The beast within stirs at my brother’s blatant challenge but I keep him at bay. "If we do not leave now then we may as well offer ourselves up on a silver platter, send up a flare, and beg Cyril to come back and finish off the Dragovihk line."
"Coward," Milos sneers, his word laced in disgust.
My eyes narrow. "In a short few moments the morning light will begin to rise above the mountains and with the rain washing away the ash and smoke, it will be more than obvious that the four sons are missing. Cyril is not stupid enough to leave without being sure we were all eliminated. When he sends what is left of his men to search for our heads, what then?" I look at him and motion to Henrich and Andrej. "We are all injured, incapable of taking on more than one or two each, and in our weakened states it will be that much easier for them to finish what Cyril started. We head to the cave, retrieve our necessary documents, conceal ourselves, so we may shift and heal in safety, then we leave to a place he would never look to find us." I give him a pointed glare before I turn and start walking. "Once there, we contact the elders of our allied clans and prepare for war and then... then we will avenge our fallen loved ones, our people, and I will personally put Cyril's head on a pike for all to see."

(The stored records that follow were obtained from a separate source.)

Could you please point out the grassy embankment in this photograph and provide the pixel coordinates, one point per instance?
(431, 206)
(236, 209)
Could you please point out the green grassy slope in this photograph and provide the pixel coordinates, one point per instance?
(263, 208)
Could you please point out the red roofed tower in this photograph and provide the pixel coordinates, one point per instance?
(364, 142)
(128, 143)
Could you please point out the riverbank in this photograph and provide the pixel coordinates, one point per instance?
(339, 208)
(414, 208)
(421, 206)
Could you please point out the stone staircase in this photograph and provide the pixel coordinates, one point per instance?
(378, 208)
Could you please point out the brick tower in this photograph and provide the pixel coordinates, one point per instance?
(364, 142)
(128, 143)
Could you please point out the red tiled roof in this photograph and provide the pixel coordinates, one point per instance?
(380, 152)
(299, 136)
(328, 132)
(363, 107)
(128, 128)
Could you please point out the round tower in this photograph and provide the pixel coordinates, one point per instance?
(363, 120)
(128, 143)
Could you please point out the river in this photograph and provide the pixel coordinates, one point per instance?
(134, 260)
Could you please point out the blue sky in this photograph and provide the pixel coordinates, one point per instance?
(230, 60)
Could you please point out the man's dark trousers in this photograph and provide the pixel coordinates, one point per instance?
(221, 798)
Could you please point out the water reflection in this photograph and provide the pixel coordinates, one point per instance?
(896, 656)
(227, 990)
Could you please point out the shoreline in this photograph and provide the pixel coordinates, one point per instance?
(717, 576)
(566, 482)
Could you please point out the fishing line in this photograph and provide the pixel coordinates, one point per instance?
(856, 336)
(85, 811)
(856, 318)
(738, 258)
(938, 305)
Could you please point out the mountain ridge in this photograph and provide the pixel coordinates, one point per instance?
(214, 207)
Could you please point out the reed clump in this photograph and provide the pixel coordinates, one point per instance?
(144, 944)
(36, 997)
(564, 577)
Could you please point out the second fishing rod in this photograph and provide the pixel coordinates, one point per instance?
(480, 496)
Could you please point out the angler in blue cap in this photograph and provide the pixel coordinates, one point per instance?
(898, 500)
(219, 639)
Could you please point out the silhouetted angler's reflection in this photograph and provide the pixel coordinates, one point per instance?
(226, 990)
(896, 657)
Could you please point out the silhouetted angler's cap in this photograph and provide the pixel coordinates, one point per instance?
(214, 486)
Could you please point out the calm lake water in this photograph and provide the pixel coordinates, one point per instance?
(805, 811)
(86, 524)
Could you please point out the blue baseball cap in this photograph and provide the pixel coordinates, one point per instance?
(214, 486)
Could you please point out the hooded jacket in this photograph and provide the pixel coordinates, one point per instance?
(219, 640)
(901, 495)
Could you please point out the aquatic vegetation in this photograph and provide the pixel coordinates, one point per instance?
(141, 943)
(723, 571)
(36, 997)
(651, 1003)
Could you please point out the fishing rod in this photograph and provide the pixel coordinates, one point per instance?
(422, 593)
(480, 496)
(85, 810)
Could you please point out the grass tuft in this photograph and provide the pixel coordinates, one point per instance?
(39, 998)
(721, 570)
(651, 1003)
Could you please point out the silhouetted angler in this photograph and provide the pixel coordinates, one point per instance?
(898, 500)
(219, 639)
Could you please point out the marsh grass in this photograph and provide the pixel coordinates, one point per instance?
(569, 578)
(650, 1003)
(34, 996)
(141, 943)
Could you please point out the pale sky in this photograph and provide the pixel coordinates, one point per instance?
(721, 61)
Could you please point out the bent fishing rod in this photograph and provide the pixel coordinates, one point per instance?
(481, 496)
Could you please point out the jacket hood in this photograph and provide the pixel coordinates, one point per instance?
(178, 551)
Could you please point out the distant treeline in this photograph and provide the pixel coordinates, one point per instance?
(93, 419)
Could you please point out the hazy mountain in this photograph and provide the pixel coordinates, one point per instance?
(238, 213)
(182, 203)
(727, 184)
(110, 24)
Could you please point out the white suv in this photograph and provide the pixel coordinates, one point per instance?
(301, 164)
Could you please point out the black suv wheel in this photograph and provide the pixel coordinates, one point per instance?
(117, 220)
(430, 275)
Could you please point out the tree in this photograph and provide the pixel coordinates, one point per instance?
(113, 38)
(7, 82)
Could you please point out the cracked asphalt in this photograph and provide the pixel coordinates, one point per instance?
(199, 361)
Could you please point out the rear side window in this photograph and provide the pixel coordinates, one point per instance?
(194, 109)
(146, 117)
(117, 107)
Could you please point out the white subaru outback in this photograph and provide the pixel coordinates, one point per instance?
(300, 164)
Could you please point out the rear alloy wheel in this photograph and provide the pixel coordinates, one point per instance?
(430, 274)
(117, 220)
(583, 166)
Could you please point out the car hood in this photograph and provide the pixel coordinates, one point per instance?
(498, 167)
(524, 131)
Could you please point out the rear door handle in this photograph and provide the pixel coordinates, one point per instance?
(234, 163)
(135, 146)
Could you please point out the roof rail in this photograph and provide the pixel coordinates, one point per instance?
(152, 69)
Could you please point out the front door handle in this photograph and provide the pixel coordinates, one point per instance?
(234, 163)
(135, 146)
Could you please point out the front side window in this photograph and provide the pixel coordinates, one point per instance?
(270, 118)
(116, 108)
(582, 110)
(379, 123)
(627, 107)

I walk somberly through the clearing toward the forest, toward the cave my father designed as a fail-safe for us in the event of something just as tragic as this, and after a few moments I hear my brothers follow.
If it is a war Cyril wants, then it is a war we shall give him.
I am Kasimir, the Chosen of the Dragovihk Clan, and now I am king of all dragon shifters.
Venti Bullshit
Oregon — three month later
"What can I get for you?"
My eyes shift from the menu on the wall to the pimply face of a barely post-pubescent man-child.
Sixteen, maybe seventeen. Close to six-feet tall. Lean, gangly but starting to develop muscle. Patches of light hair on his cheeks and chin. Most likely lives on a cattle ranch. Has anywhere from one to four siblings, possibly a brother, definitely two sisters, all younger. He smells of testosterone and anxiety, sleep deprivation, a hint of beer, a fruity perfume, and excitement.
Judging by his scent—Ronny, according to his name tag—popped his cherry in his parents’ barn after getting drunk with a girl who wears too much perfume. He most likely snuck into his house at some point this morning after sleeping in too late, then took his siblings to a friend's house on his way into work.
The way he smells keeps alternating between the earthy sweet scent of happiness and the bitter citrus of dread. I bet Ronny has a second date with that girl tonight, but is so worried his parents will find out what he did in the wee hours of the morning amongst the bales of hay that he might just cancel.
Oh, to be young and idiotic.
"Um..." He clears his throat. "Can I take your order, sir?"
I blink with a shake of my head. "What is a… venti?"
Ronny smiles, albeit nervously, and grabs an empty paper cup. "This is our venti. It's a twenty ounce drink."
"Ah." I arch a brow but nod. "I'll have a large black coffee."
"A venti black? Ok, no problem. Which roast?"
I frown. "Roast?"
Ronny blasts me with a strong wave of bitter citrus as he glances at the growing line behind me. "Which kind of coffee roast do you want?"
"I don't know." What is it with this place? I just want a cup of fucking coffee. I don't need some fancy roast or some venti bullshit. If Milos hadn't essentially blown up our coffee machine while trying to brew a pot this morning, I wouldn't have had to subject myself to putting on pants, let alone driving into town in search of the caffeinated sludge I somehow can no longer function without.
"Well..." Ronny eyes the line again. "We have light and dark roasts, Columbian, French… there's kind of a lot to choose from."
My eyes return to the menu and I can feel myself scowl at the long list of coffees. What the fuck is a blonde roast? This is ridiculous, but just when I'm about to tell Ronny the Cattle Rancher that he can stick the venti black up his teen-aged ass, the bell over the shop door dings and I'm overwhelmed with the most delicious scent I've ever had the privilege of smelling.
A woman blows past the line, a slightly small woman with rich, chestnut-brown hair piled high on her head.
"Sorry, Ronny!" she sing-songs as she rushes behind the counter. "My truck took a shit again and I couldn't get the fucker started!"
My brows raise while she throws her bag somewhere under the counter, grabs an apron and wraps it around her generous hips.
I do believe my morning just became much more interesting.
"Thank God, and watch your mouth!" Another woman carrying a tray of baked goods, a little older and somehow shorter than the firecracker of a thing she's scolding, comes out from the back. "I know mornings aren't your thing but when Allie went into labor and then Grace called in sick… I just didn't know what else to do."
"Don't sweat it, Kady." The brunette hurries over to Ronny—who looks so relieved he could just shit—squeezes his arm then starts to help the next waiting customer.